I’m guilty of it and I know there are a thousand more parents guilty of doing the same. Calling their children by the wrong name. In some families, it’s a running joke. Growing up, and after having my own children, I figured the mistake was due to stress or a busy schedule. But recently I learned there is a psychological reason why parents call their children the wrong name.
A few years ago, researchers at Duke University’s Noetics Laboratory delved deep and asked a simple question, “Why do we often accidentally call the people we know by the wrong name?” Researchers asked 1,700 people if they ever called someone by the wrong name. They then examined their relationship to that person. They found that within social groups, like families, when people called someone by the wrong name most often it was the name of another family member. Not because they look alike or shared a similar name, but because of the connections our brain makes.

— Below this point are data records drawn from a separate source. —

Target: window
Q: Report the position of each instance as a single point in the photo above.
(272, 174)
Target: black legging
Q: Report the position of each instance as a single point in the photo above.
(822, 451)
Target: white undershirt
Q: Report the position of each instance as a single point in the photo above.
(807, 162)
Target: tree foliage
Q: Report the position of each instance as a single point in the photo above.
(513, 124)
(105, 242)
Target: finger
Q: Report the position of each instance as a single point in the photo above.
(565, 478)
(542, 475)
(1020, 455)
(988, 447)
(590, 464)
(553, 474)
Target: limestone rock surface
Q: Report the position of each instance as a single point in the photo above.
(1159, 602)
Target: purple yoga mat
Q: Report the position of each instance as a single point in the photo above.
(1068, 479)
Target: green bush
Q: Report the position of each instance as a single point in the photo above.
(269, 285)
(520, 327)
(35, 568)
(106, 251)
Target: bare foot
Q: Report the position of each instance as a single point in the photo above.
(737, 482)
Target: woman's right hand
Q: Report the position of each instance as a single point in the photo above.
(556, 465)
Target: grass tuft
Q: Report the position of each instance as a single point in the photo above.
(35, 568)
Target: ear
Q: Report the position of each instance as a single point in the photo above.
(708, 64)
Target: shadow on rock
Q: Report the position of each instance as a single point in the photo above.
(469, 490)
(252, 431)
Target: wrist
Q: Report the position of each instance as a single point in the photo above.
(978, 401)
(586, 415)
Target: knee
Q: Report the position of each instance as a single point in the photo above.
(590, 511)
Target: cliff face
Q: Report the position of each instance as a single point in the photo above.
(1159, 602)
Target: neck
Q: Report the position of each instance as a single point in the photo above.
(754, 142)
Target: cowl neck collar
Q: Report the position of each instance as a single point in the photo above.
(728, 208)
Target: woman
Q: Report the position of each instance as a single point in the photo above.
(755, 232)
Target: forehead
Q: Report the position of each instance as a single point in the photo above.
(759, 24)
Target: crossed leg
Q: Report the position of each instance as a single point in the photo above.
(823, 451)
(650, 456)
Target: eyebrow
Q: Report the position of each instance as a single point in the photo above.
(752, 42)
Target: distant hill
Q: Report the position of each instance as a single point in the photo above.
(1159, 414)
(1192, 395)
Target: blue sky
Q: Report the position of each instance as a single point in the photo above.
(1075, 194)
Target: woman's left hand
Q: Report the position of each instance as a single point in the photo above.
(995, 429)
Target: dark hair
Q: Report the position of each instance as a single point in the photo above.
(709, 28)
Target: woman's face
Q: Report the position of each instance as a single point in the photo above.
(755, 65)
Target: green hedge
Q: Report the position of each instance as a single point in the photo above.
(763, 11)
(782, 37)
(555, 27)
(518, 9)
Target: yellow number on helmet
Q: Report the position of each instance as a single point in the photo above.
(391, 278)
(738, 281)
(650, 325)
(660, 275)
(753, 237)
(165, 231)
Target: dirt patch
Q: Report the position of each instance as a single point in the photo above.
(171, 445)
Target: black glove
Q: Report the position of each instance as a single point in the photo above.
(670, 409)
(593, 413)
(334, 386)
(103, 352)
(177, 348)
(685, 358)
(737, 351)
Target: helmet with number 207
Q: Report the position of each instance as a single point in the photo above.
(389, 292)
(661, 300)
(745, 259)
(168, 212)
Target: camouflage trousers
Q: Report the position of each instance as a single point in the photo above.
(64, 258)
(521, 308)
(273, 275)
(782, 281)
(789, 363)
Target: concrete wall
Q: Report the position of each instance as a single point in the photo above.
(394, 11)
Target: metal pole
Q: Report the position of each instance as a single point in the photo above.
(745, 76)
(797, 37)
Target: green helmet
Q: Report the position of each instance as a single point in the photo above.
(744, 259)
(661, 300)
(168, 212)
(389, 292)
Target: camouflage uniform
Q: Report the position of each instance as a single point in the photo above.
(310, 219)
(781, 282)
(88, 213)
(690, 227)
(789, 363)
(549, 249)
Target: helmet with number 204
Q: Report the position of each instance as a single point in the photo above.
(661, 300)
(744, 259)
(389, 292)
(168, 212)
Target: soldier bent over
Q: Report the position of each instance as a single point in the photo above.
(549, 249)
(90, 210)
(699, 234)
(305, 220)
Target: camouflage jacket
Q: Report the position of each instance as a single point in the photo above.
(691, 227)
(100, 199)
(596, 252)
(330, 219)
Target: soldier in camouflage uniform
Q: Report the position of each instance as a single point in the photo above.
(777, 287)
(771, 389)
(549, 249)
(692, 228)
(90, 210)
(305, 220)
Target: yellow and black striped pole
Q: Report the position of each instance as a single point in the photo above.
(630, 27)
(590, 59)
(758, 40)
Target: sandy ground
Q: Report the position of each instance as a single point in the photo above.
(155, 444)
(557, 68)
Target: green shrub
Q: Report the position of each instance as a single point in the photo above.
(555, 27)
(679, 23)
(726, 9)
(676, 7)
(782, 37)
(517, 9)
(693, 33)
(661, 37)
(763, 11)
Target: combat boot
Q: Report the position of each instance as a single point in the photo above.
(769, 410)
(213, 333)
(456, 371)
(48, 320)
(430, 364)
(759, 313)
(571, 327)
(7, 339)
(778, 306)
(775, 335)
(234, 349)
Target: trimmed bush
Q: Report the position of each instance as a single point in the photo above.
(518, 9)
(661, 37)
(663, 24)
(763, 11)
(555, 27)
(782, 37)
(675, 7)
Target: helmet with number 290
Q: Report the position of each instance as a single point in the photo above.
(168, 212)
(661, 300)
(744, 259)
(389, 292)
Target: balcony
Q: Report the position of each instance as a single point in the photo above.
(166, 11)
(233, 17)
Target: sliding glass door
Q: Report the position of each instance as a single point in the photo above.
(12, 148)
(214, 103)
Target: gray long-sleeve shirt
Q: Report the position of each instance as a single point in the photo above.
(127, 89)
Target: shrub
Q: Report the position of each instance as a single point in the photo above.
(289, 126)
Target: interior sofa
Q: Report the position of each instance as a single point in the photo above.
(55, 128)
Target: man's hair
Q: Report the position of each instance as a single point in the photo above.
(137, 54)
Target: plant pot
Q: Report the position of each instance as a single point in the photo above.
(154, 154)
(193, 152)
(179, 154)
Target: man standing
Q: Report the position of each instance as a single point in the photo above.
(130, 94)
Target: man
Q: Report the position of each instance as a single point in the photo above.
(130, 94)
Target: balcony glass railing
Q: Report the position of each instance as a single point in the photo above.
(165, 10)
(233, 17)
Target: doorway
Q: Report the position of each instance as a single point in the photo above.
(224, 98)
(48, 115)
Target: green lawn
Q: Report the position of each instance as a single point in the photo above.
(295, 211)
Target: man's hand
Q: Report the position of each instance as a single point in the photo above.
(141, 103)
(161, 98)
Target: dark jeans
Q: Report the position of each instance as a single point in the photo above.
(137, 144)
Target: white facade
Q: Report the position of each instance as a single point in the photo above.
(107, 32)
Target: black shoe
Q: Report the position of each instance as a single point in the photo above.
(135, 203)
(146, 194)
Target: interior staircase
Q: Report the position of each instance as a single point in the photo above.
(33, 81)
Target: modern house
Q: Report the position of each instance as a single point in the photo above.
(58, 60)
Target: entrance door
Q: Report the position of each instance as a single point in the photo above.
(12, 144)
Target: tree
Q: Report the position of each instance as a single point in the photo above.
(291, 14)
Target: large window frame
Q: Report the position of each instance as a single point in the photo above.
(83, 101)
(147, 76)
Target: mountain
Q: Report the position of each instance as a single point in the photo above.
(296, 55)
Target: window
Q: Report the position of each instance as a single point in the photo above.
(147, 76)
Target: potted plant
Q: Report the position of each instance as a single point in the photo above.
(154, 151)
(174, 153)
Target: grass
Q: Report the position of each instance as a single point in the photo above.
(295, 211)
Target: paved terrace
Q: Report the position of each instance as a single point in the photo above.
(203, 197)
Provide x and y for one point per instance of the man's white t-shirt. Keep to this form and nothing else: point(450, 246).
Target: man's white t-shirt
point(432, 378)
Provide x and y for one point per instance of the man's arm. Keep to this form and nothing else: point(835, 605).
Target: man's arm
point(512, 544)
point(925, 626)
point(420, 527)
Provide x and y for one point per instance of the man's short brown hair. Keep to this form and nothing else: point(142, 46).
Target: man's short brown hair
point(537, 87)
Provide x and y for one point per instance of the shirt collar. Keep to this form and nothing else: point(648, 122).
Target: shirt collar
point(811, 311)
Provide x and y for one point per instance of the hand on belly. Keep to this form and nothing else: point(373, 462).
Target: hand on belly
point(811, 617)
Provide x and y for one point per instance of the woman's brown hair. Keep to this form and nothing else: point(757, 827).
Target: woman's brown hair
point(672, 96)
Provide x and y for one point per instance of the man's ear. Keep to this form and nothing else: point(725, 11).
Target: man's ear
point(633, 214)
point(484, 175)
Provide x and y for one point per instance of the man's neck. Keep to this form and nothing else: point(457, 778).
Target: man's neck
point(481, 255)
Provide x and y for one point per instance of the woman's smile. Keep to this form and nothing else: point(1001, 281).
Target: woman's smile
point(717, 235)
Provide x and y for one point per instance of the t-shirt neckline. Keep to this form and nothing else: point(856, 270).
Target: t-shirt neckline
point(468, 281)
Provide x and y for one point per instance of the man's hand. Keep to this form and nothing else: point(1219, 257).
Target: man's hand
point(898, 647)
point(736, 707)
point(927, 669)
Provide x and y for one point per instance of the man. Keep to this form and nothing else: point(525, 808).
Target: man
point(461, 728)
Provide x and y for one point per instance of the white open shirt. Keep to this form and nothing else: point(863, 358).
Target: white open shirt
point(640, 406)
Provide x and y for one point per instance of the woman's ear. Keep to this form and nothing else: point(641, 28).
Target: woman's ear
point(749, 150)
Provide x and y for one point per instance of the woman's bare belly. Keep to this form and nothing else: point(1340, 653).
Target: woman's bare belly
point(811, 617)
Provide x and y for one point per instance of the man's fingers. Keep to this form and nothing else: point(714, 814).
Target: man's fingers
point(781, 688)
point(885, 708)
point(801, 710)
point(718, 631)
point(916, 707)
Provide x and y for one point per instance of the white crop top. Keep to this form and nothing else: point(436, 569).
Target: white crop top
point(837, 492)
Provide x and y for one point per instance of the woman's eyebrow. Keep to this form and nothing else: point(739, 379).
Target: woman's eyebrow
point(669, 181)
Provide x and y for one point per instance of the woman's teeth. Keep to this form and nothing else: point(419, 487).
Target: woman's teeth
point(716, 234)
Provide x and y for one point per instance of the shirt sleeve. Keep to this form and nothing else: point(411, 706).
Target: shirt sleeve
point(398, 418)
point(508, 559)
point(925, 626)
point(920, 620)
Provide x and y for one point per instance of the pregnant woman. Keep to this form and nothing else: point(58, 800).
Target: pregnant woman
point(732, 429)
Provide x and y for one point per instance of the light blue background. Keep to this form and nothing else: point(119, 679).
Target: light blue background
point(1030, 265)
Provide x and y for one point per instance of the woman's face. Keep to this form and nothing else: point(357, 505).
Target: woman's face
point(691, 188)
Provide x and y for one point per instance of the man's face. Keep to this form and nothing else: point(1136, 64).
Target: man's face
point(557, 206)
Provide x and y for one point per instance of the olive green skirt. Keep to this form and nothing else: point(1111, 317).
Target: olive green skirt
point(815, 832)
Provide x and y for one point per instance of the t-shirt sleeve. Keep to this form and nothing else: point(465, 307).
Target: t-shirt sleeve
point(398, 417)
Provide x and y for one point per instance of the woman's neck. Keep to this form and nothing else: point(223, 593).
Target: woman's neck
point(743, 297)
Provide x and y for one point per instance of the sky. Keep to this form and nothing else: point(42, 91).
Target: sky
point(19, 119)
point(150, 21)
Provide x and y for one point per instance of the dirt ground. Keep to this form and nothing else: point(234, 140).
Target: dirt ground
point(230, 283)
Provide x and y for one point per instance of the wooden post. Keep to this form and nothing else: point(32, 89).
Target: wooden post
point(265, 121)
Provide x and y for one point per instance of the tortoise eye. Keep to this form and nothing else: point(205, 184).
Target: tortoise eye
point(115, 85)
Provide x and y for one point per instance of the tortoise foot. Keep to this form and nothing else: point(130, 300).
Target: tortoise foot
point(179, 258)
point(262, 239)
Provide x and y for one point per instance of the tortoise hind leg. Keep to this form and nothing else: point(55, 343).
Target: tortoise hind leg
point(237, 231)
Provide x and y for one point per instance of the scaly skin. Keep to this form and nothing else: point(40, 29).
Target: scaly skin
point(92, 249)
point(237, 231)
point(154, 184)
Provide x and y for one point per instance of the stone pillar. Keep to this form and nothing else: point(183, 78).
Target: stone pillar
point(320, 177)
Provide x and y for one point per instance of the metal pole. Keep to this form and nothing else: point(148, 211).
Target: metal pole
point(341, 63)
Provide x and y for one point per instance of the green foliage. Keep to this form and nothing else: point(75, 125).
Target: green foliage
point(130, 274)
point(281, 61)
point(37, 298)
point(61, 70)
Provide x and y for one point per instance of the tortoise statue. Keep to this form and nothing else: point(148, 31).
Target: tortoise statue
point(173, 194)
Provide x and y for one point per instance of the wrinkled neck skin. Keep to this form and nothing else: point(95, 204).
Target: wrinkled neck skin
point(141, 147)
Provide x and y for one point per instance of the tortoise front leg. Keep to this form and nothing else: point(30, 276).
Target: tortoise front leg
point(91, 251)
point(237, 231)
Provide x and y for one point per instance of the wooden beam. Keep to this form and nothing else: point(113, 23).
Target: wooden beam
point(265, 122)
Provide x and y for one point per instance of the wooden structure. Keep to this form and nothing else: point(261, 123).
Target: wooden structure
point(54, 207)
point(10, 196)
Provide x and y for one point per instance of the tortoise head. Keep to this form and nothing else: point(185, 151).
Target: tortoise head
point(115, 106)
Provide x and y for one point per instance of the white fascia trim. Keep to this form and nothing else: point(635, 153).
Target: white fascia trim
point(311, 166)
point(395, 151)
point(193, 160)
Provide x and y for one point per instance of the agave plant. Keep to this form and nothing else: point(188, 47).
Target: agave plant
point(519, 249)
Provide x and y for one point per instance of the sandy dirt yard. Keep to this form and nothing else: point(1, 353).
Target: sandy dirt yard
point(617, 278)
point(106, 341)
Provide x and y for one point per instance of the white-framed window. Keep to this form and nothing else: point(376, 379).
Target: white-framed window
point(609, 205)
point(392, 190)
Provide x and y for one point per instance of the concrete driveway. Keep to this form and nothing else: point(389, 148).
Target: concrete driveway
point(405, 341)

Apparently, when we take in information, we store it in a semantic network (don’t worry, this won’t get too technical). And as we attempt to make connections (for example, trying to identify our child by name), it triggers more information that is closely related (in this case, the name of another child). Pretty much if you’re thinking of one kid, your brain automatically starts making connections to your other child or children. This increases the likelihood of an error. A phenomenon researchers refer to as misnaming.
So, if you find yourself over the holiday break calling your children by the wrong name, no need to make a big deal out of it. It just means you associate one child with another. Either that or you need a break. I’m betting on it being both.